Una noche tempestuosa su buque naufragó en el mar de Coral, junto a la costa australiana, y de los veinte hombres que componían la tripulación, sólo él y el viejo Van-Horn pudieron salvarse en un madero. No se desanimó por aquella desgracia, aunque fué para él un desastre.

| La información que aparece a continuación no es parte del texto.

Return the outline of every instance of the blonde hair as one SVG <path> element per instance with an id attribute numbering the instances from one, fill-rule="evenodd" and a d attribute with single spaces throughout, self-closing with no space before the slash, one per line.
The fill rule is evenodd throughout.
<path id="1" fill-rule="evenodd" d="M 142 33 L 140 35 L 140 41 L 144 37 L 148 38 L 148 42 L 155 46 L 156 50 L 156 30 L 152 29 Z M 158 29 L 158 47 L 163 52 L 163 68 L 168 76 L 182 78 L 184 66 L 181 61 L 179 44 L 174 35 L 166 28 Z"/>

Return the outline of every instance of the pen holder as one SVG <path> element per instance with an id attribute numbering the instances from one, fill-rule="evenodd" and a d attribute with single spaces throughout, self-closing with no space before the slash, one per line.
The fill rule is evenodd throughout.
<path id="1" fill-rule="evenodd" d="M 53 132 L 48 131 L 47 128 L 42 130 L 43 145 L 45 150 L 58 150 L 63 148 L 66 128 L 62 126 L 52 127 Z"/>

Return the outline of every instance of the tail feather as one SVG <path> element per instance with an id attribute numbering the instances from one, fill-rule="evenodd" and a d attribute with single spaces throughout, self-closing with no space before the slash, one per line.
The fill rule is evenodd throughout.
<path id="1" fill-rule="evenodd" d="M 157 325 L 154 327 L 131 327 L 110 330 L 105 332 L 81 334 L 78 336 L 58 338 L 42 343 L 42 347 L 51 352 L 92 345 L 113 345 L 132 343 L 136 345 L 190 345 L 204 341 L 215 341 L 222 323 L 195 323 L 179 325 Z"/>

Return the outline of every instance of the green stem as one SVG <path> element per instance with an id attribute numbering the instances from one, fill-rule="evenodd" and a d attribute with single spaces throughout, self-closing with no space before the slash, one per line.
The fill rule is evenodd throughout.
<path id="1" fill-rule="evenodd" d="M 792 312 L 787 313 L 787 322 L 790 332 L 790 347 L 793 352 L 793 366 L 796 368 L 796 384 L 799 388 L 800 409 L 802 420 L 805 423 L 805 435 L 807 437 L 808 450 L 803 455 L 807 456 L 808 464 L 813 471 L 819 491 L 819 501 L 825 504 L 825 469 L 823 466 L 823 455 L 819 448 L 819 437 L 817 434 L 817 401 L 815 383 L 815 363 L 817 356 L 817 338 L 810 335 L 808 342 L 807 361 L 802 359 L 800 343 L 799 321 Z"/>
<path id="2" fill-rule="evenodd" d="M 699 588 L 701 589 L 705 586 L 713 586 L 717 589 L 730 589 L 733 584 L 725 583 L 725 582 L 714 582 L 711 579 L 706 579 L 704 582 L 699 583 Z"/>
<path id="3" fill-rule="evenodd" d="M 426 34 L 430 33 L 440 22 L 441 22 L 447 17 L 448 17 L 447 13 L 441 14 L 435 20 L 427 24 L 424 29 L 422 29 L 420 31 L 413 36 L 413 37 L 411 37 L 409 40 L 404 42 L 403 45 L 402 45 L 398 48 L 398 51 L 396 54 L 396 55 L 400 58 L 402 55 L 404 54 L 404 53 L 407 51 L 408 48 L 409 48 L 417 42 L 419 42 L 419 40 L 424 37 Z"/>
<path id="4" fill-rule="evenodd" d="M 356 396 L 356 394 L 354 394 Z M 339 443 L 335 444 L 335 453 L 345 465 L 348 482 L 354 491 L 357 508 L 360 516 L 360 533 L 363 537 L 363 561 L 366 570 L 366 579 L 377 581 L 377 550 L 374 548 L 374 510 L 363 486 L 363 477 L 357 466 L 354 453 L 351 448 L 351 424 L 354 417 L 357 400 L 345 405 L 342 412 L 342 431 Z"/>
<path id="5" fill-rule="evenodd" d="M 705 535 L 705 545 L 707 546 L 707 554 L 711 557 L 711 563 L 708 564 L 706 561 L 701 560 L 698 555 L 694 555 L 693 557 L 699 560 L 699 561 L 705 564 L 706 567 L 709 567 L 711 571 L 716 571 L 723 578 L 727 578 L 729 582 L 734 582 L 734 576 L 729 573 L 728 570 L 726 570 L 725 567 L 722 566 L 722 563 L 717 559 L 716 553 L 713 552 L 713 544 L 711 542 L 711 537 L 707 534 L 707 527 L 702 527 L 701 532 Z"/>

Se sentía con fuerzas todavía para rehacer su fortuna; y vuelto a Timor, ofreció sus servicios a un rico negociante de trépang, el chino Lia-King, el cual, sabiendo con qué experto y hábil marino trataba, no dudó en confiarle el mando de uno de sus mejores juncos.

Van-Stael, aunque nunca había tenido gran confianza en aquellos barcos de construcción china, muy poco seguros para los malos tiempos, partió para la costa septentrional de la Australia, y en pocas semanas completó su carga de aquellos coriáceos moluscos, que son tan apreciados en los mercados chinos y malayos.

Aunque en aquella primera campaña de pesca había realizado muy buenas ganancias, al principiar la nueva estación volvió a hacerse a la mar, llevando esta vez consigo a sus dos sobrinos, huérfanos desde hacía varios años, y a los cuales pensaba llevar consigo en todos sus viajes para hacer de ellos dos buenos marinos.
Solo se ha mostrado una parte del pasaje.